While a standout football player, Rubin was also an all-league lacrosse player, and a nationally ranked swimmer. He was a two-time state champion and an eight-time High School All-American. At age 14, he was the #1-ranked swimmer in the country in his age group in the 50 meter freestyle and 100 meter freestyle. He beat future Olympic gold medalist Michael Phelps in swimming events on several occasions. He defeated Olympic champion Ryan Lochte on a regular basis.

==College career==
Rubin saw his first game action as a wide receiver in Penn State's 2004 Big Ten-opener at Wisconsin, making two receptions for 21 yards. He earned a starting job the next week at Minnesota, making a season-high six catches for 60 yards. He started 6 of the final 7 games, totaling 16 receptions for 187 yards for the season. Rubin dislocated his ankle in an August 2005 practice, and redshirted the 2005 season. He began the 2006 season at safety, but was troubled by a broken collarbone and played sparingly. He was switched back to wide receiver in time for Penn State's game against Temple and saw limited action the rest of the season.

In 2007, Rubin played in every game on both defense and special teams and earned the starting safety job the last five games.

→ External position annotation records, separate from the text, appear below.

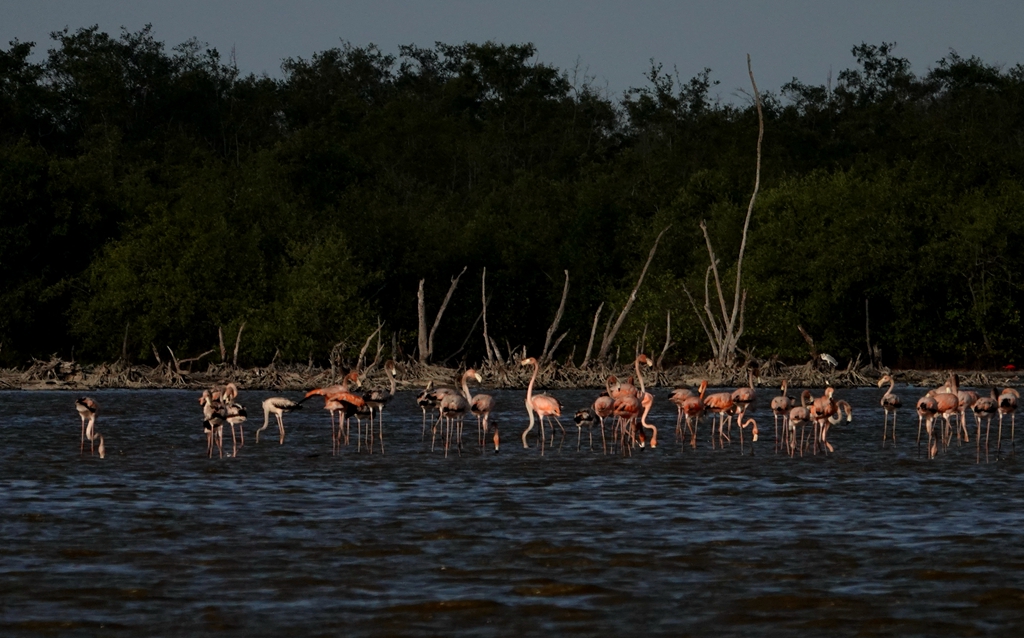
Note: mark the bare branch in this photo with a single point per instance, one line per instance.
(483, 300)
(238, 342)
(422, 326)
(711, 337)
(440, 311)
(366, 346)
(754, 197)
(593, 331)
(714, 268)
(558, 317)
(633, 296)
(668, 338)
(551, 354)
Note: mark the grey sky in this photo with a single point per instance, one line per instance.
(611, 40)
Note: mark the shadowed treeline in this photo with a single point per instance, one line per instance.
(151, 197)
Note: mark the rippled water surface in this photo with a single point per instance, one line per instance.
(159, 540)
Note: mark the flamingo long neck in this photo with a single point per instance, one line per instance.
(636, 365)
(529, 401)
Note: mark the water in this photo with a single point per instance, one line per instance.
(159, 540)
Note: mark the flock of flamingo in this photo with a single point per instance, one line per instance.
(626, 405)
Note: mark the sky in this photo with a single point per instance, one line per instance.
(613, 42)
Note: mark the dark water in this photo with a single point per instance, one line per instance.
(158, 540)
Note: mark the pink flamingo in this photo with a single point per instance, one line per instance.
(87, 410)
(780, 407)
(890, 403)
(542, 405)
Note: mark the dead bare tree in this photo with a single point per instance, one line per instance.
(609, 336)
(426, 341)
(483, 313)
(593, 331)
(668, 339)
(546, 353)
(238, 342)
(724, 331)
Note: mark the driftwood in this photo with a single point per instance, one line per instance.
(609, 336)
(426, 341)
(546, 353)
(724, 331)
(503, 374)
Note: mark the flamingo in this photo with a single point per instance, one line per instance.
(743, 396)
(948, 407)
(692, 409)
(480, 406)
(890, 403)
(801, 416)
(604, 405)
(278, 406)
(720, 403)
(87, 410)
(987, 407)
(742, 425)
(214, 416)
(453, 408)
(927, 408)
(678, 397)
(646, 399)
(236, 415)
(821, 410)
(541, 405)
(586, 417)
(780, 407)
(376, 399)
(1008, 406)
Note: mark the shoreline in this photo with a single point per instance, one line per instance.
(60, 375)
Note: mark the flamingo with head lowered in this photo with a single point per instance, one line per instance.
(543, 406)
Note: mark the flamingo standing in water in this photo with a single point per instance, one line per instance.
(376, 399)
(721, 405)
(927, 408)
(541, 405)
(986, 407)
(480, 406)
(821, 410)
(780, 407)
(214, 417)
(453, 408)
(276, 406)
(800, 415)
(1008, 406)
(646, 400)
(890, 403)
(692, 409)
(678, 397)
(742, 397)
(87, 410)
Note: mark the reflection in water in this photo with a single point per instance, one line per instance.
(157, 539)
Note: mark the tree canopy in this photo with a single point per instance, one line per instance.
(160, 193)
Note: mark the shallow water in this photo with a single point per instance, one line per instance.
(159, 540)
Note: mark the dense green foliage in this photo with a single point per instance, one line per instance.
(165, 193)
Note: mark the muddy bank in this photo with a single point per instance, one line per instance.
(58, 374)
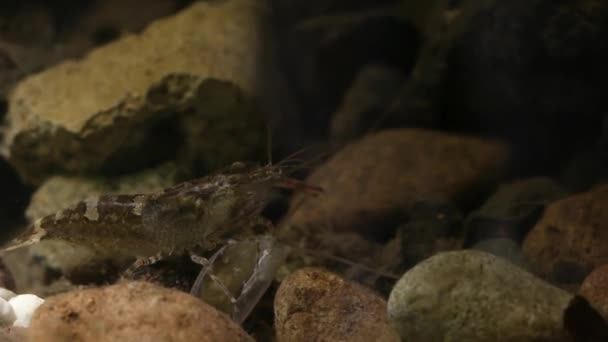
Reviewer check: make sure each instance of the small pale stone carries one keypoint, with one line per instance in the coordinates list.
(131, 311)
(316, 305)
(7, 314)
(6, 294)
(24, 306)
(474, 296)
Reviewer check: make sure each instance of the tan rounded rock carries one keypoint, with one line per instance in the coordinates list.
(570, 239)
(131, 311)
(595, 290)
(315, 305)
(381, 176)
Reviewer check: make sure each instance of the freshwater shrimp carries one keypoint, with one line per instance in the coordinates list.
(196, 213)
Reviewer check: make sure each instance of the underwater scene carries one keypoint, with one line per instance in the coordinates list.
(290, 170)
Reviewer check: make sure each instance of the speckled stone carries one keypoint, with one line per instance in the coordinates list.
(570, 240)
(476, 297)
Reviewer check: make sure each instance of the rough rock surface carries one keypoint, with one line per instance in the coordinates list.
(381, 176)
(570, 241)
(79, 116)
(595, 290)
(474, 296)
(316, 305)
(131, 311)
(512, 210)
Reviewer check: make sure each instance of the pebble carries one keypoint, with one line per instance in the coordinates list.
(595, 289)
(474, 296)
(24, 306)
(315, 305)
(371, 179)
(131, 311)
(570, 240)
(6, 294)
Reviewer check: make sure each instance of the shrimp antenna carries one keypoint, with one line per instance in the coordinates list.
(269, 143)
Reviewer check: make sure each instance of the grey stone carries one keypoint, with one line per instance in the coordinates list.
(474, 296)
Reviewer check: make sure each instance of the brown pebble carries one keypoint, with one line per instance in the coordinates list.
(131, 311)
(570, 240)
(595, 290)
(370, 181)
(315, 305)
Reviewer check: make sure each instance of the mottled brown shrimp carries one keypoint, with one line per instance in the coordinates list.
(199, 212)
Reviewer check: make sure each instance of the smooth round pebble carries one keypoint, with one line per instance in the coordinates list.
(475, 296)
(7, 314)
(595, 290)
(24, 307)
(131, 311)
(315, 305)
(6, 294)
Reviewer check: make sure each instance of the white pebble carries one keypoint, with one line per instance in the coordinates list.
(24, 307)
(6, 294)
(7, 314)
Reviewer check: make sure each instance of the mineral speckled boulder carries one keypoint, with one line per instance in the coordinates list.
(131, 311)
(381, 176)
(316, 305)
(570, 240)
(108, 109)
(476, 297)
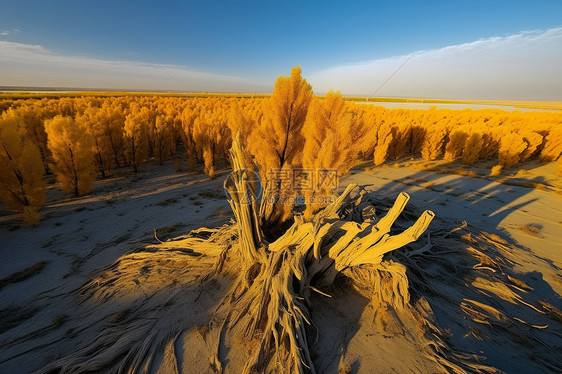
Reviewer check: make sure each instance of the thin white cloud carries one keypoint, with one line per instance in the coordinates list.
(523, 66)
(9, 32)
(36, 66)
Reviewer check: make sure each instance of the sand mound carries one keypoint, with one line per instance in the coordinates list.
(436, 305)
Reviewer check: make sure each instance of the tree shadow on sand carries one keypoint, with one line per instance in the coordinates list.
(467, 275)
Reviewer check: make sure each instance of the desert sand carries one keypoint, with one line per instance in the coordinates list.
(495, 307)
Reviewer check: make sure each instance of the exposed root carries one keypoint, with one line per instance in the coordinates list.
(261, 292)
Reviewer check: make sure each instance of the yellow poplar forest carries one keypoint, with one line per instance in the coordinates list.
(81, 138)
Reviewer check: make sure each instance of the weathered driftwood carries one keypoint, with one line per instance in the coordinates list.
(267, 297)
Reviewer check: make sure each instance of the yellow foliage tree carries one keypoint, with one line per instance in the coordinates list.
(433, 143)
(163, 139)
(472, 148)
(331, 133)
(135, 138)
(512, 147)
(277, 141)
(455, 145)
(93, 120)
(21, 169)
(73, 160)
(553, 144)
(384, 138)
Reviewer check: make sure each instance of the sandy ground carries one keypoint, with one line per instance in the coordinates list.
(78, 236)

He ended the season with 32 tackles (17 solo), with one tackle for loss. Rubin had 8 tackles in the Nittany Lions' 24-17 Alamo Bowl victory over Texas A&M, helping hold the Aggies to 3 points over the final 49 minutes.

Rubin became the Nittany Lions' full-time starter in 2008. He made his first interception September 6, versus Oregon State. Rubin's best game came during Penn State's much-anticipated nationally televised showdown with Ohio State. With Penn State trailing by three points with 10:38 to play, Rubin's tackle of Buckeyes quarterback Terrelle Pryor forced a momentum-changing fumble which was recovered by linebacker NaVorro Bowman. The play was voted the week's Pontiac Game Changing Performance with an overwhelming 53 percent of the total votes, Rubin led the defense with a career-high 11 tackles in the victory, and was named the Walter Camp Football Foundation National Defensive Player of the Week and Big Ten Defensive Player of the Week. He ended the season with 60 tackles (30 solo), with one tackle for loss, two interceptions and one forced fumble.

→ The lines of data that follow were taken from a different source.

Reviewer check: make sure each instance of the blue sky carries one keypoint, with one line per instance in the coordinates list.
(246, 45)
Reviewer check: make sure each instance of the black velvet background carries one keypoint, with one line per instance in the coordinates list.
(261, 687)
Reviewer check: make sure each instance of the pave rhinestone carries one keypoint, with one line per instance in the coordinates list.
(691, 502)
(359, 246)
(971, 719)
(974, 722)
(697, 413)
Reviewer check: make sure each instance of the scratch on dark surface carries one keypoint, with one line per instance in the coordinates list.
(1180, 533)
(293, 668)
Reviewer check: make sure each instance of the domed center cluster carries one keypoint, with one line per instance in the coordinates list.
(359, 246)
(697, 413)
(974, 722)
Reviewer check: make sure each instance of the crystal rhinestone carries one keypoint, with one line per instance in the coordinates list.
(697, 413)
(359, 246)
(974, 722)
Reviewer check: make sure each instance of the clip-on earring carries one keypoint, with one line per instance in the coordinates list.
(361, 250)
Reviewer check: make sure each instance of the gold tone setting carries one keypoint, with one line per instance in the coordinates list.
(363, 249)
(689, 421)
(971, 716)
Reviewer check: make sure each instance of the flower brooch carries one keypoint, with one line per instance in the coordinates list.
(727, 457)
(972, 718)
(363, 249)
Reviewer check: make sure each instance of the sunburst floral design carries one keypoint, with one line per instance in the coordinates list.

Overall, Rubin started 24 career games at Penn State.

Pre-draft measurables
| Height | Weight | 40-yard dash | 10-yard split | 20-yard split | 20-yard shuttle | Three-cone drill | Vertical jump | Broad jump | Bench press | Wonderlic |
| 6 ft 3+1⁄4 in (1.91 m) | 222 lb (101 kg) | 4.59 s | 1.58 s | 2.67 s | 4.26 s | 6.85 s | 32 in (0.81 m) | 9 ft 7 in (2.92 m) | 17 reps | 35 |
All values from NFL Combine.

===Academic===
Rubin completed dual majors in August 2008, earning a Bachelor of Science in finance and a Bachelor of Arts in public relations, while graduating with a 3.80 GPA. He was accepted by Penn State’s graduate school as an MBA candidate that fall. He was named an Academic All-Big Ten honoree (2006, 2007, 2008) three times and was named First-team Academic All-American in 2008.

==Professional career==
He was signed as a free agent out of Penn State immediately following the 2009 NFL draft. He was waived June 30. Re-signed on August 10. Waived again on September 5.

==Post-football==
Rubin has continued his athletic success even while in the business world at Barclays on their fixed income futures sales desk. On July 29, 2012, he competed in the Wall Street Decathlon and captured first place earning the title "Wall Street's Best Athlete". The event consisted of more than 120 traders, bankers and financial advisers who racked up points for their performance in 10 events — the 40-yard dash, 400- and 800-yard runs, bench press, agility drill, vertical leap, rowing, dips, pull-ups, and football toss.

Rubin would successfully defend his title at The D10 decathlon events in 2013, 2014, 2015 and 2016.